This is the second in a series of posts on streamlining score sharing in beatmania IIDX. Using the data we found last time, we'll build an internal library to read score data from memory, find and hook a function to run our code on the result screen, and finally, hijack an import to get our library loaded automatically.

Before we get started, let me quickly emphasise the importance of testing. Indeed, haphazardly scanning memory is fine by me - so long as the results are reliable! After spending some time trying out various gameplay permutations, I found that some things didn't quite add up and needed adjusting.

All the updated constants, structures, classes, and a few new utility functions can be found in these header files.

Without further ado, let's get started! I'll be trying to keep the code simple, albeit a little untidy, for expository purposes. Feel free to re-organise and split things up into separate classes and files as you see fit.

std::uintptr_t bm2dx_addr = 0;      // Base address of the 'bm2dx.exe' module.
state_t* state = nullptr;           // Structure containing various game state data.
judgement_t* judgement = nullptr;   // Structure containing judgement data for both players.
const char* player_name = nullptr;  // DJ name of the player, works for both sides.
void* get_pacemaker_data = nullptr; // A function for retrieving pacemaker data.
// Print score data out to the console. Just a placeholder for now.
void scorehook_dump(StageResultDrawFrame* frame = nullptr) {}
DWORD WINAPI scorehook_init(LPVOID dll_instance) {
  // Create a console window for printing text.
  AllocConsole();
  freopen_s((FILE**) stdout, "CONOUT$", "w", stdout);

  // Get the base address of bm2dx.exe.
  bm2dx_addr = (std::uintptr_t) GetModuleHandleA("bm2dx.exe");

  // Cast various interesting areas of game memory.
  state = (state_t*) (bm2dx_addr + game_state_addr);
  judgement = (judgement_t*) (bm2dx_addr + judgement_addr);
  player_name = (const char*) (bm2dx_addr + player_name_addr);
  get_pacemaker_data = (void*) (bm2dx_addr + pacemaker_addr);

  do {
    if (GetAsyncKeyState(VK_F9))
      scorehook_dump();
    else if (GetAsyncKeyState(VK_F10))
      break;

    Sleep(100);
  } while (true);

  // Print some text, just so we know that something is happening.
  printf("Detaching from process..\n");

  // Free resources and detach from process.
  FreeConsole();
  FreeLibraryAndExitThread((HMODULE) dll_instance, EXIT_SUCCESS);

  return EXIT_SUCCESS;
}
BOOL APIENTRY DllMain(HMODULE dll_instance, DWORD reason, LPVOID) {
  if (reason == DLL_PROCESS_ATTACH)
    CreateThread(NULL, NULL, scorehook_init, dll_instance, NULL, NULL);

  return TRUE;
}

Here's my usual boilerplate code.

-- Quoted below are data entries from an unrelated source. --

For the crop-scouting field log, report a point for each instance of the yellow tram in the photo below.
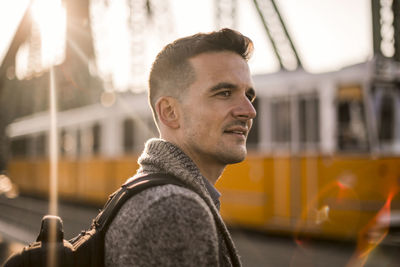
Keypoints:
(324, 153)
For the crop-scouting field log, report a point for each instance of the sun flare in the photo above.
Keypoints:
(50, 17)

When loaded into a process it creates a console window before entering an infinite input processing loop. We can invoke scorehook_dump by pressing F9, although this won't actually do anything just yet.

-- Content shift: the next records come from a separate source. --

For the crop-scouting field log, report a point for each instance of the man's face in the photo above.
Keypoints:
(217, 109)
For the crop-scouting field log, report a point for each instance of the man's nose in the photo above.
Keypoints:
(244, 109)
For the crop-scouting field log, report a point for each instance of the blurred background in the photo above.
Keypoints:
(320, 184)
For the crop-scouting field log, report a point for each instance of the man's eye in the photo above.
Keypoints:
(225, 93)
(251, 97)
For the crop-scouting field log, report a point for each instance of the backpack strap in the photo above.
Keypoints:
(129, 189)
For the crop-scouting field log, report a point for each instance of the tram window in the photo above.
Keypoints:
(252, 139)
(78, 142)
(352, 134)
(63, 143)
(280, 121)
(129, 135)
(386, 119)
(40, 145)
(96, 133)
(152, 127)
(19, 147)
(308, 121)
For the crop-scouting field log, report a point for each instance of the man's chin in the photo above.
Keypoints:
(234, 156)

When the shutdown signal is received - in this case, the F10 key is pressed - the library frees any resources and detaches from the process; ready for changes to be made, the library to be recompiled and loaded into the process again.

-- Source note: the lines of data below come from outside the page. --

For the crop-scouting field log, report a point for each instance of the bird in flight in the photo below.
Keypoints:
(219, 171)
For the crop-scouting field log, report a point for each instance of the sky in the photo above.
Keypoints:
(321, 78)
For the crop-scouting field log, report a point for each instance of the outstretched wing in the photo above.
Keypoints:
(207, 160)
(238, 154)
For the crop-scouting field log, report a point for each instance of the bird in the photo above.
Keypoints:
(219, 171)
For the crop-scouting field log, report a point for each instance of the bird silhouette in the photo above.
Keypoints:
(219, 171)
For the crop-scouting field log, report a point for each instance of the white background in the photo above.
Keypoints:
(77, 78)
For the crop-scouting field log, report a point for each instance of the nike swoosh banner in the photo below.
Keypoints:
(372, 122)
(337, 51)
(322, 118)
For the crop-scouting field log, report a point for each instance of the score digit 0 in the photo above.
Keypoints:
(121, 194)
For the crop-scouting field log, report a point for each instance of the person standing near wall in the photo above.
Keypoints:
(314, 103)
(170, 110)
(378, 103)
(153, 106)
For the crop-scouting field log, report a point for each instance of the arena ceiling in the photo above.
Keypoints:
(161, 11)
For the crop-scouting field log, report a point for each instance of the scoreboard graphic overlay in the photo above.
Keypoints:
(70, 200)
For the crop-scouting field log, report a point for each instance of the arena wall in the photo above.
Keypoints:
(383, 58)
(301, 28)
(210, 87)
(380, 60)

If you really want to see an empty console window, feel free to compile and load that into the game now. Pretty much any remote library loader should work just fine. I'm using Process Hacker 2 with the "Miscellaneous > Inject DLL" context menu option.

Now for something a bit more practical - let's start filling in the scorehook_dump function.

auto chart = bm2dx::get_chart();
auto judgement = bm2dx::get_judgement();

This is where the bm2dx_util.h helper functions come in handy.

get_chart uses the global state variable to check which side the player is on, the play style and chosen difficulty for that side, and finally, the current active music entry. Using these, it returns a chart_t containing the rating, BPM and note count.

get_judgement is a little simpler. It returns a judgement_player_t structure, which is just a cut down version of judgement_t containing values for a single player rather than both. For the Double play style, it combines both P1 and P2 values.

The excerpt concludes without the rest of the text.